The NSA has been collecting the telephone records of Verizon customers, regardless of any suspected wrongdoing, after obtaining a court order in April. The FISA Court gave the FBI a court order to monitor all national and international calls on an “ongoing, daily basis” for three months. Glenn Greenwald, Ewen MacAskill and Spencer Ackerman report:

The order directs Verizon to “continue production on an ongoing daily basis thereafter for the duration of this order”. It specifies that the records to be produced include “session identifying information”, such as “originating and terminating number”, the duration of each call, telephone calling card numbers, trunk identifiers, International Mobile Subscriber Identity (IMSI) number, and “comprehensive communication routing information”.

The court order appears to explain the numerous cryptic public warnings by two US senators, Ron Wyden and Mark Udall, about the scope of the Obama administration’s surveillance activities. For roughly two years, the two Democrats have been stridently advising the public that the US government is relying on “secret legal interpretations” to claim surveillance powers so broad that the American public would be “stunned” to learn of the kind of domestic spying being conducted. …

It is not known whether Verizon is the only cell-phone provider to be targeted with such an order, although previous reporting has suggested the NSA has collected cell records from all major mobile networks. It is also unclear from the leaked document whether the three-month order was a one-off, or the latest in a series of similar orders.

Timothy B. Lee adds:

“This confirms what we had long suspected,” says Cindy Cohn, an attorney at the Electronic Frontier Foundation (EFF), a civil liberties organization that has long accused the government of operating a secret dragnet surveillance program. “We’ve been suing over this since 2006.”

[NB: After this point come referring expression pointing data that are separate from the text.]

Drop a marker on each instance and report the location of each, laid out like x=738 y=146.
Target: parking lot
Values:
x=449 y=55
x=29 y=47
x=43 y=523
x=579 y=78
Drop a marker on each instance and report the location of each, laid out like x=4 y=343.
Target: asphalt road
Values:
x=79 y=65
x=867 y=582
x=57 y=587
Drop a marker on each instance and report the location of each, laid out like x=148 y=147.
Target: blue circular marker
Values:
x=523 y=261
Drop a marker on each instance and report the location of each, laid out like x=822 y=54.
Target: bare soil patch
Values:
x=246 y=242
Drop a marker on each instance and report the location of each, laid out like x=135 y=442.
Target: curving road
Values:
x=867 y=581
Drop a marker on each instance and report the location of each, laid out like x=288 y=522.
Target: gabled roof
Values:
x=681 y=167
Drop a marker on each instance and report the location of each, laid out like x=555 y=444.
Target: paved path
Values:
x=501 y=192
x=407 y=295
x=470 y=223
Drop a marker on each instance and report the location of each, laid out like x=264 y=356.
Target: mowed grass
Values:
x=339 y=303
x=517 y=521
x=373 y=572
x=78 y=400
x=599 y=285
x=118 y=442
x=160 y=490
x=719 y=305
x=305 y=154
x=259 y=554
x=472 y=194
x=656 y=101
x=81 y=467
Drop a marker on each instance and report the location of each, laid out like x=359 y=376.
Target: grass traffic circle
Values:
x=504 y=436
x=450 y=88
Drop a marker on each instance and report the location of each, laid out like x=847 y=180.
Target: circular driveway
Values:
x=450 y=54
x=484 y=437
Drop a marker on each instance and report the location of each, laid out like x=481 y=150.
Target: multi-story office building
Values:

The order is based on Section 215 of the Patriot Act, which allows law enforcement to obtain a wide variety of “business records,” including calling records. EFF has long criticized Section 215, which sets a threshold for obtaining records much lower than the “probable cause” standard required to get a search warrant.

But Cohn argues that the kind of dragnet surveillance suggested by the Verizon order exceeds even the authority granted by the Patriot Act. “Section 215 is written as if they’re going after individual people based on individual investigations,” she says. In contrast, the order leaked to the Guardian affects “millions and millions of innocent people. There’s no way all of our calling records are relevant to a terrorism investigation.”

Marc Ambinder weighs in:

My own understanding is that the NSA routinely collects millions of domestic-to-domestic phone records. It does not do anything with them unless there is a need to search through them for lawful purposes. That is, an analyst at the NSA cannot legally simply perform random searches through the stored data. He or she needs to have a reason, usually some intelligence tip. That would allow him or her to segregate the part of the data that’s necessary to analyze, and proceed from there.

In a way, it makes sense for the NSA to collect all telephone records because it can’t know in advance what sections or slices it might need in the future. It does not follow that simply because the NSA collects data that it is legal for the NSA to use the data for foreign intelligence or counter-terrorism analysis.

Unfortunately, we don’t know precisely what the NSA can do because its rules are highly classified. This disclosure will hopefully force the government to clarify the rules it uses to actually analyze the data it collects.

Amen. But like Ambers, I’m neither shocked nor that outraged. Meta-data is not the content of our phone records. Gregory Ferenstein’s view:

The revelation dovetails similar exposes on massive government spying projects, including one project to combine federal datasets and look for patterns on anything which could be related to terrorism.

Late last year, I wrote about a few actual harms that citizens should be worried about from these types of big-data spying programs. Blackmailing citizens critical of the government seemed like a distant hypothetical, until we learned that the IRS was auditing Tea Party groups and journalists were being wiretapped. Nefarious actors inside the government like to abuse national security programs for political ends, and that should make us all (even more) suspect of government spying.

Ed Morrissey compares Obama’s data-mining to Bush’s:

Hypocrisy is an unfortunately ubiquitous condition in politics, but in the case of NSA seizing Verizon’s phone records, it’s particularly widespread.  Some of the people expressing outrage for the Obama administration’s efforts at data mining had a different attitude toward it when Bush was in office.  Conversely, we’ll see some people defending Obama who considered Bush evil incarnate for the same thing.

On that front, this kind of meta-data gathering hasn’t outraged me too much under either administration. This kind of technology is one of the US’ only competitive advantages against Jihadists. Yes, its abuses could be terrible. But so could the consequences of its absence. Maybe the record shows my passionate denunciation of this by Bush. I don’t remember it. If someone finds me in a double-standard here, let me know. Pareene zooms out:

While the fact that the NSA has the power to do this has been public for some time, we’ve never seen, until the Guardian obtained one, an actual Foreign Intelligence Surveillance Court warrant. They are very top secret. Someone will probably be prosecuted for leaking this one. That, in fact, is one of the primary issues civil libertarians, like the ACLU and the Electronic Frontier Foundation have been raising: If the way the administration interprets the law is secret, the law itself is effectively secret.